Are you including me in your “pro-any-gun crowd”? I strenuously object.

I’ve said before that if giving up my guns would solve or even significantly reduce the problem, I’d do it in a minute. I’m a 60’s hippie with solid liberal - progressive cred and I really have no generic issue with governmental solutions to societal problems. And, while I enjoy my guns, my enjoyment would instantly take a back seat to societal benefit.

But I made the point because I am concerned about the practical effect of whatever new regulation we decide to impose. I don’t hold with making laws just to make laws, absent a realistic expectation that they will have the intended effect and without significant unintended consequences. So first, I merely point out that regulating rapid fire weapons will, IMHO, do little or nothing to reduce carnage in spree shootings. Any gun, even a single shot bolt action, is capable of devastating effect when employed against the helpless.

Second, I fear that a new variant of “assault weapons ban” having little effect (for reasons noted above) then the next obvious step is additional regulation. I think that prohibition of alcohol and the idiotic “war on drugs” have sufficiently proven that mere regulation, even with drastic penalties (the USA has a higher incarceration rate than any other country, most for drug offenses) creates an underclass of criminals but doesn’t remove the prohibited article. Rather than go down this ineffective road with guns, creating a whole new criminal class, I suggest we first examine the premise that prohibiting certain kinds of weapons will actually produce the results we all want – a reduction in spree shootings, and perhaps a mitigation of carnage in other gun homicides as well.

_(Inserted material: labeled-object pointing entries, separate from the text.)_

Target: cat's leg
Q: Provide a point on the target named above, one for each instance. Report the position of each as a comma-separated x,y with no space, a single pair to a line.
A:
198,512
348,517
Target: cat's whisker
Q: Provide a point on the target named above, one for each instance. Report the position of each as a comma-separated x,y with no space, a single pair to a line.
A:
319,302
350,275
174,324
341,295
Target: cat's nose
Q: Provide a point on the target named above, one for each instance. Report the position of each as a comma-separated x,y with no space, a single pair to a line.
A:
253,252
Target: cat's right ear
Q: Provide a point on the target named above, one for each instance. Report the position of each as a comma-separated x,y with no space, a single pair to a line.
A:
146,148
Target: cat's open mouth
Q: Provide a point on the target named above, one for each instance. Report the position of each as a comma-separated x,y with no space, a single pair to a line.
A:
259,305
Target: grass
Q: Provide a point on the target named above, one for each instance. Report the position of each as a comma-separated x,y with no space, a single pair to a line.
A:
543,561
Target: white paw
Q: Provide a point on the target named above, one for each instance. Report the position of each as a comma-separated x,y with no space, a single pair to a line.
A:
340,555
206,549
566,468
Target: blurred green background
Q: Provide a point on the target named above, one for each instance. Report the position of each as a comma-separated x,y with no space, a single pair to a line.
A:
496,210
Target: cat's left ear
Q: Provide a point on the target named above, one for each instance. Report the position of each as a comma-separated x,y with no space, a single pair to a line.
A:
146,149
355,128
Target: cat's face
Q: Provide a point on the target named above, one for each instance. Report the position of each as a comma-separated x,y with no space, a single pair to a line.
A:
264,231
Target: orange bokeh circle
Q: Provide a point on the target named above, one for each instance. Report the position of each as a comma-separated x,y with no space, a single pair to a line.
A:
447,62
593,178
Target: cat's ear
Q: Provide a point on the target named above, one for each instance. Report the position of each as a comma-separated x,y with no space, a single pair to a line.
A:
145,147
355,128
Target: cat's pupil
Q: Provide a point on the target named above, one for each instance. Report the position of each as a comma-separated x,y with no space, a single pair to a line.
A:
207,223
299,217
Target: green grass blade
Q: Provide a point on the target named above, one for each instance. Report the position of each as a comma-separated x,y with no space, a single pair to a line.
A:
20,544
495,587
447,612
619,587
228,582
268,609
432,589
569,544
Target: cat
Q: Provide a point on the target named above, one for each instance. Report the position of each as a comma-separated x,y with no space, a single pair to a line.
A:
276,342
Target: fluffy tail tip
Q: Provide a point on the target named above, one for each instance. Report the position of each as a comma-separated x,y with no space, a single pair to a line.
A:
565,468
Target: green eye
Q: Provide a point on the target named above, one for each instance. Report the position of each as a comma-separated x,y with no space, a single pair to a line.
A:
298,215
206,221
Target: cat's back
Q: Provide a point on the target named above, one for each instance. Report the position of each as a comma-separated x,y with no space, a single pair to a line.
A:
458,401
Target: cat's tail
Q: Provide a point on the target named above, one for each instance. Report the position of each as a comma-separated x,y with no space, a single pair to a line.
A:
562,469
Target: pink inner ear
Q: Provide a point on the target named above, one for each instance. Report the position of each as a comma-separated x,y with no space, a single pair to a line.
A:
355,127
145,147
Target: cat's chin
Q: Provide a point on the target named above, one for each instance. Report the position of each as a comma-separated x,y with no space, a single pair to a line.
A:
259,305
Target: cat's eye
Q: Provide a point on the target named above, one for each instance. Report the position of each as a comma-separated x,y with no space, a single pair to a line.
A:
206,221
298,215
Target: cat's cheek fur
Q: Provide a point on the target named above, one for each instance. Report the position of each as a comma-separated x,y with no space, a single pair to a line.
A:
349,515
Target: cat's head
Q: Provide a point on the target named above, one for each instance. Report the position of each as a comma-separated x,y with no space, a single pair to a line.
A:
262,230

The number of semi-automatic weapons already held by the public suggests to me that any kind of removal program is doomed to failure except *possibly *after incredible expense and the passage of literally decades. Meantime, given the almost rabid resistance of many otherwise reasonable US citizens to even the suggestion of gun surrender, I’m quite sure the unintended effect of creating a new criminal underclass would be substantial. So this scenario violates both of my caveats with new regulation – ineffective at the intended result while causing serious deleterious unintended consequences.